Level and Prerequisites: Part I is a prerequisite for Part II.
The instructors require that participants of this course have a specific type of training and experience, due to the advanced level of the course material.
The majority of candidates will be those in training for a career in clinical pathology or those who already working in the clinical pathology laboratory. In some instances there may be a practitioner or veterinary nurse with an intense interest in clinical pathology that may wish to take this course, but should be advised that the course is intensive and will require a considerable input of time and effort when coming from a background without prior experience in a clinical pathology laboratory typical of a University or reference laboratory.
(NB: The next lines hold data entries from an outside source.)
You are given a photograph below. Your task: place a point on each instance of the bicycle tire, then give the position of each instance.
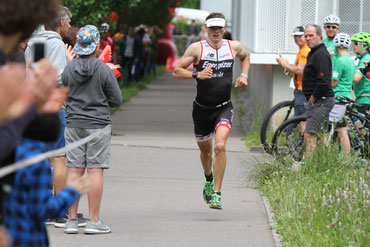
(288, 141)
(271, 115)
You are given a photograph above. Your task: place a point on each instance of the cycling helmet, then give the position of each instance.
(342, 40)
(331, 19)
(104, 28)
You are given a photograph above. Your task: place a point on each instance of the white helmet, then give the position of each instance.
(331, 19)
(342, 40)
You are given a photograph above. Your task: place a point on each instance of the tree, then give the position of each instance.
(130, 12)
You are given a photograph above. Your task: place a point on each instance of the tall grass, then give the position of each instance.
(324, 203)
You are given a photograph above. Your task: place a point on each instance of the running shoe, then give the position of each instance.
(71, 227)
(96, 228)
(208, 190)
(216, 201)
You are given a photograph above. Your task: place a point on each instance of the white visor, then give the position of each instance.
(215, 22)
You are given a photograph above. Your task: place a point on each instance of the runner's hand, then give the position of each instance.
(241, 82)
(205, 74)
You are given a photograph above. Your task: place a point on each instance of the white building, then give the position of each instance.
(264, 28)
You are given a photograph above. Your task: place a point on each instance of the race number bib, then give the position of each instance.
(337, 113)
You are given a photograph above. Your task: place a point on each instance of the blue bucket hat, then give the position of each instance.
(88, 38)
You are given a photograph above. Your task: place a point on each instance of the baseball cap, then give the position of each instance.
(215, 22)
(298, 31)
(88, 38)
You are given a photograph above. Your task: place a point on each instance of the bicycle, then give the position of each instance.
(272, 120)
(288, 139)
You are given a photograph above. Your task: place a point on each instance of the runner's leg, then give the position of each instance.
(206, 156)
(219, 163)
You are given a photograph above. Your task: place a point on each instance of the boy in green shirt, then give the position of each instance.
(360, 42)
(343, 73)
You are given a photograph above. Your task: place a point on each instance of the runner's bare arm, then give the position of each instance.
(243, 55)
(190, 56)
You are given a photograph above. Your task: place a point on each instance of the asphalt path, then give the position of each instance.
(153, 190)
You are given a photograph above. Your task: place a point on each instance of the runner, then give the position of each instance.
(213, 61)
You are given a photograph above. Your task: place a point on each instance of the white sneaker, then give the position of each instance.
(96, 228)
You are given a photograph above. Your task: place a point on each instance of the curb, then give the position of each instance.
(256, 149)
(272, 222)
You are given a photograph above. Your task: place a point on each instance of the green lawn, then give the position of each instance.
(323, 203)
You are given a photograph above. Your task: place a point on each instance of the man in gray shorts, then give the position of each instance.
(317, 87)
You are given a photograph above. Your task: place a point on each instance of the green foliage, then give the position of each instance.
(321, 202)
(130, 12)
(191, 4)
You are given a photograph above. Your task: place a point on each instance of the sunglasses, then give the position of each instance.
(331, 26)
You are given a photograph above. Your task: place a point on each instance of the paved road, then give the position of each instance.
(153, 191)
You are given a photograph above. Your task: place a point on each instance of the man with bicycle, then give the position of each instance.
(331, 26)
(316, 83)
(343, 72)
(361, 86)
(297, 71)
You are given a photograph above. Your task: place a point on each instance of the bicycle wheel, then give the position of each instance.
(288, 140)
(272, 120)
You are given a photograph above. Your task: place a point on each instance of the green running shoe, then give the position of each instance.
(216, 201)
(208, 190)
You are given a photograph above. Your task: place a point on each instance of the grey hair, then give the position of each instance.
(63, 14)
(317, 29)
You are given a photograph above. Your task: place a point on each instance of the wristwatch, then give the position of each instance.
(195, 74)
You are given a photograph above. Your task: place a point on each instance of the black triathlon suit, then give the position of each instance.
(212, 106)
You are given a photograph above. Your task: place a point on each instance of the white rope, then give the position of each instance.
(37, 158)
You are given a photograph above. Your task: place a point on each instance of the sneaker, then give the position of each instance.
(61, 222)
(96, 228)
(208, 190)
(216, 201)
(50, 222)
(71, 227)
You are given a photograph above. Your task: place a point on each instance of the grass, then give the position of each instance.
(323, 203)
(135, 86)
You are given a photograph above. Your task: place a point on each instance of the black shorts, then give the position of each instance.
(206, 120)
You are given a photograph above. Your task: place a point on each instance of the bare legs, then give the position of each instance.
(95, 177)
(219, 161)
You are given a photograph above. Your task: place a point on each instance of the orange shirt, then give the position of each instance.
(300, 58)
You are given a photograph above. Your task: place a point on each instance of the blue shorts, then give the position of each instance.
(61, 142)
(299, 102)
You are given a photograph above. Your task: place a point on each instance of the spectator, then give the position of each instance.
(343, 72)
(331, 26)
(70, 38)
(94, 89)
(316, 84)
(361, 86)
(297, 71)
(128, 54)
(57, 53)
(139, 53)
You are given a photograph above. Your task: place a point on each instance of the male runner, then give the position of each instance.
(213, 60)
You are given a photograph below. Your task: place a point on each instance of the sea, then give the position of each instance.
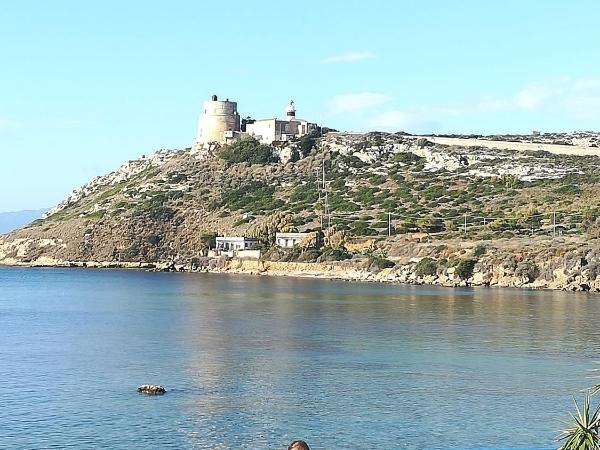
(255, 362)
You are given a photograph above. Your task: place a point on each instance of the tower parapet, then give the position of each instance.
(219, 121)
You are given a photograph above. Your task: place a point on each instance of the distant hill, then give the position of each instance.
(10, 221)
(379, 186)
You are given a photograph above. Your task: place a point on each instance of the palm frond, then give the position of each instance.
(582, 432)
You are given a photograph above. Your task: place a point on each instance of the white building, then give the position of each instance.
(235, 243)
(268, 131)
(290, 240)
(219, 122)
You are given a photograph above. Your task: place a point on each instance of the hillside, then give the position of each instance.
(460, 198)
(16, 219)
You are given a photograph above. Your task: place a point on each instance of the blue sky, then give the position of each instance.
(85, 86)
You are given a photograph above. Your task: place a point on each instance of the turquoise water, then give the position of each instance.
(256, 362)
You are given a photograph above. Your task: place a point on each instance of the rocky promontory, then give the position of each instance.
(383, 207)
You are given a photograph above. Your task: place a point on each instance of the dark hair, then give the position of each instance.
(301, 444)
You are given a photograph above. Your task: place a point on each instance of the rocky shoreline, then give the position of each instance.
(405, 274)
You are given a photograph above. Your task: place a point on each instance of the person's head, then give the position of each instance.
(298, 445)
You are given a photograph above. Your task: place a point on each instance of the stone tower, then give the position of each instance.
(219, 121)
(290, 111)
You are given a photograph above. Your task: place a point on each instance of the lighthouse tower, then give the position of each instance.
(290, 111)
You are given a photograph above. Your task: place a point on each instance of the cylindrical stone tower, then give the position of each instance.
(218, 122)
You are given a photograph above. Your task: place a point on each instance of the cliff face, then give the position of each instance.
(164, 207)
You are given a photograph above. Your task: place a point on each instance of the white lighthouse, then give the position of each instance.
(290, 111)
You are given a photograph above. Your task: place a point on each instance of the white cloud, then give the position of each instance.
(354, 102)
(348, 57)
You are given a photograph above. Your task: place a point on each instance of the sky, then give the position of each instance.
(86, 86)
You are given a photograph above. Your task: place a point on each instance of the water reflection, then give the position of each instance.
(254, 362)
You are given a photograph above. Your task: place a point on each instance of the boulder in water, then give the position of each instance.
(151, 389)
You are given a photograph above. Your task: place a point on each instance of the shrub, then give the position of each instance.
(334, 254)
(527, 269)
(426, 267)
(247, 150)
(306, 144)
(479, 251)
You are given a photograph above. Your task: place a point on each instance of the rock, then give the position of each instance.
(151, 389)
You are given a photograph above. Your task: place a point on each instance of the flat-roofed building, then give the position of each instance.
(290, 240)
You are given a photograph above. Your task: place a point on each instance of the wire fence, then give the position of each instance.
(555, 223)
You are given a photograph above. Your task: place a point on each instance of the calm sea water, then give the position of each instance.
(254, 363)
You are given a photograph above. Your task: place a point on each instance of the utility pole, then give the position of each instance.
(319, 190)
(326, 210)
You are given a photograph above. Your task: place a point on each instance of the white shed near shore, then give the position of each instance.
(289, 240)
(235, 243)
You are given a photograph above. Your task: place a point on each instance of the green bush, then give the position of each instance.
(247, 150)
(479, 251)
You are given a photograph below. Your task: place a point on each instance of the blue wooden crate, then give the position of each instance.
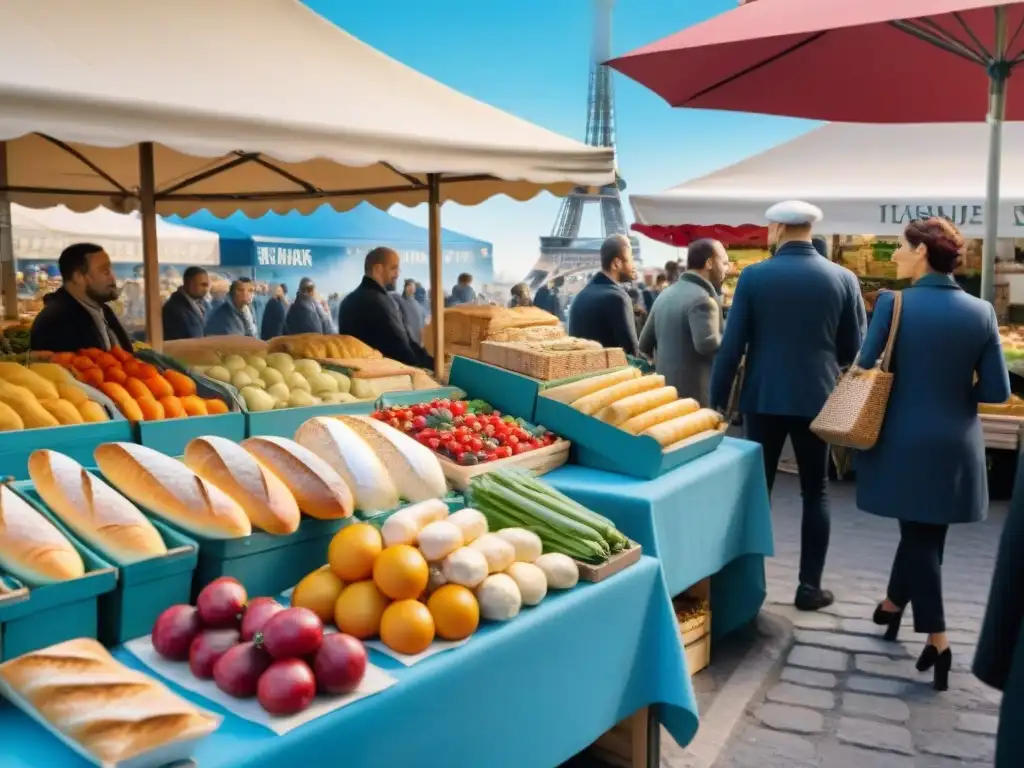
(144, 589)
(55, 612)
(601, 445)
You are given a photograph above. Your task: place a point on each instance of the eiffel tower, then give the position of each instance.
(564, 251)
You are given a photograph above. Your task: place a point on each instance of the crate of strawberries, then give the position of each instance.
(471, 437)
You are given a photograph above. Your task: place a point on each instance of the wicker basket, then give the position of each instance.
(540, 360)
(467, 327)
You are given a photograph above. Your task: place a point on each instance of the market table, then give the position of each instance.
(528, 693)
(710, 517)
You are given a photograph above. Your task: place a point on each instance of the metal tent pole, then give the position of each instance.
(998, 71)
(436, 287)
(151, 260)
(8, 266)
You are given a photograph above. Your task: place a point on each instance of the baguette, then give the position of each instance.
(414, 468)
(32, 548)
(574, 390)
(167, 487)
(351, 458)
(684, 427)
(114, 713)
(624, 410)
(641, 421)
(261, 494)
(320, 491)
(592, 403)
(97, 513)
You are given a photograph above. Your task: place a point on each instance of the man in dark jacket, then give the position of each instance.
(274, 313)
(184, 310)
(799, 318)
(373, 317)
(76, 316)
(305, 314)
(602, 310)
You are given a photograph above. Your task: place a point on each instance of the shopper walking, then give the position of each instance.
(928, 468)
(796, 317)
Desired experience should include:
- prior experience in a clinical pathology laboratory environment
- prior experience in clinical pathology laboratory testing
- interest in quality systems for the clinical pathology laboratory
- interest in provision of leadership and quality management in the clinical pathology laboratory
- desire to gain experience in application of quality management and planning principles using data from your own laboratory, with guidance from experienced clinical pathologists who are experts in quality leadership and quality management.
VIN CE Course: Open to veterinarians and veterinary technicians.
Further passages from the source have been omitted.